Put toys made of untreated wood/twine/twigs in so he has other options to chew on. If that doesn't work I'd just write it off as one of the sacrifices of bunny keeping. You can't really stop them from chewing something they set their mind on chewing. I've tried putting hot sauce, real face-melting Asian hot sauce, on things I didn't want my bunnies chewing, but turns out they loved the taste. Take after their human mommy I guess lol.

Some people try rubbing on soaps/detergents, but I wouldn't want to risk my bunny having a go at it anyway and falling sick.


----------



## Barley N. Hopps (Feb 27, 2014)

Thanks Whiskylollipop! (LOVE the little rabbit in your photo, by the way!) Barley has plenty of chew toys, twigs, hay, toilet paper rolls... and it's not like he's going after the zip ties voraciously so I'll just keep my eyes peeled for his illicit chewing activities. I had a good chuckle at your rabbits enjoying the hot sauce!


----------



## JBun (Feb 27, 2014)

You could try thicker zipties. Rubbing a bit of plain ivory bar soap on it may work. I think it's considered to be pretty safe, and buns usually hate the smell of it.


----------



## Sophie's Humble Servant (Feb 27, 2014)

Have you tried turning the zip tie around so that the nubby part is on the outside of the cage?
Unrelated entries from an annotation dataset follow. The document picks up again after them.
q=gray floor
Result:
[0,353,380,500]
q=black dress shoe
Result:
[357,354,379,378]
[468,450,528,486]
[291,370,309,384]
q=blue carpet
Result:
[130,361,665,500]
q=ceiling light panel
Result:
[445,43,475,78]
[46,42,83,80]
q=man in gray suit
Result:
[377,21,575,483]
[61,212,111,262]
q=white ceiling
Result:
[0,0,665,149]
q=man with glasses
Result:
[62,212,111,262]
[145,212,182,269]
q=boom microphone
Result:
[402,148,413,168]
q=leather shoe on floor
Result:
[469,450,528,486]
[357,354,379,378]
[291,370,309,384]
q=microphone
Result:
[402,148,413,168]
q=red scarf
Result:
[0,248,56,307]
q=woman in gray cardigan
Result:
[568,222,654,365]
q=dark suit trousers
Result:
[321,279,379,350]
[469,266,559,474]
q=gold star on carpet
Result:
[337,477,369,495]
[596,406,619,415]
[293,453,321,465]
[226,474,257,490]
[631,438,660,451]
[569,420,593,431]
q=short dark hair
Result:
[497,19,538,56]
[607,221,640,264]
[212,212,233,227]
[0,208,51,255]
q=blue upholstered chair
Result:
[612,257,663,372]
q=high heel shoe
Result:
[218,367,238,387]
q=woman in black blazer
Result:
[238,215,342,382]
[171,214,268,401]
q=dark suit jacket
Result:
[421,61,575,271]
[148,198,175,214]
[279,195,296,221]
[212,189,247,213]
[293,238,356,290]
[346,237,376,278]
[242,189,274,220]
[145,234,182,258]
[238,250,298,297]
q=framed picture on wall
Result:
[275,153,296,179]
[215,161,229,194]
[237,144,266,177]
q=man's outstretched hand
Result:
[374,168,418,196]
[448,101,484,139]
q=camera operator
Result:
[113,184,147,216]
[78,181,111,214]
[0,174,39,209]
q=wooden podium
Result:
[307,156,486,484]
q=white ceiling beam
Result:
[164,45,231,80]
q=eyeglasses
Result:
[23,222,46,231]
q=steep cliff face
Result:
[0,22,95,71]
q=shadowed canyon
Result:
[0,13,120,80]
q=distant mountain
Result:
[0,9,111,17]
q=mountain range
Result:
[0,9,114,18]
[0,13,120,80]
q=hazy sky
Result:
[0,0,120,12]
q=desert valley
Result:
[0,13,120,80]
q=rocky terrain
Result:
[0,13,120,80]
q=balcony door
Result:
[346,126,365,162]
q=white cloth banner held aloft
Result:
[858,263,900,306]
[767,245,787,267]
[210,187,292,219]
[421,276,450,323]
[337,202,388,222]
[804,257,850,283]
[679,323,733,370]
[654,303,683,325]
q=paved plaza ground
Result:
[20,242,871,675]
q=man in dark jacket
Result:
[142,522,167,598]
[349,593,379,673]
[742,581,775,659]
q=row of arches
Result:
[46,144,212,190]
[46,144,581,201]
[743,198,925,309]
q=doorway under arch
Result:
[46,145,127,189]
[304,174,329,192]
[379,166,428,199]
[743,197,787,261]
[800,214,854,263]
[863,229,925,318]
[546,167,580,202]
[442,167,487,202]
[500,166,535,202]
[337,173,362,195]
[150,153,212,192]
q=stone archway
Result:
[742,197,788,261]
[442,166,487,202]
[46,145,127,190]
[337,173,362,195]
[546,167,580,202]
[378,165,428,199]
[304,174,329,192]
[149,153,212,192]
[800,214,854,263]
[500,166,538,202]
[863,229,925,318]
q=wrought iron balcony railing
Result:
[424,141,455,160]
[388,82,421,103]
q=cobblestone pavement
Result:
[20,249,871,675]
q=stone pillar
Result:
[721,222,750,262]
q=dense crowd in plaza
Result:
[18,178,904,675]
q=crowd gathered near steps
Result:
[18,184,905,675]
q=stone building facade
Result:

I had to do a once over on Sophie's condo because she was finding the ties a bit too interesting at first. Once I turned the ties to the outside, she doesn't and can't really get at them at all now.


----------



## Barley N. Hopps (Feb 28, 2014)

Thank you JBun and Sophie's Humble Servant (love that name!) I have used the large size zip ties - replaced all the original small ones a couple years ago - but I'd forgotten about the Ivory soap trick! I used to rub that on the baseboards and it worked really well until I covered them all up with particle board. I'll try that on the zip ties. The zip ties are mostly nubby-part-out, but Barley is inside and outside of his cage so has access to them either way. Good thought though!


----------



## BlueMoods (Feb 28, 2014)

Go to a truck stop, look where the paper work (notebooks, log books etc...) are and find some metal seals, those work like zip ties but are metal so, no more chew problem.


----------



## Barley N. Hopps (Feb 28, 2014)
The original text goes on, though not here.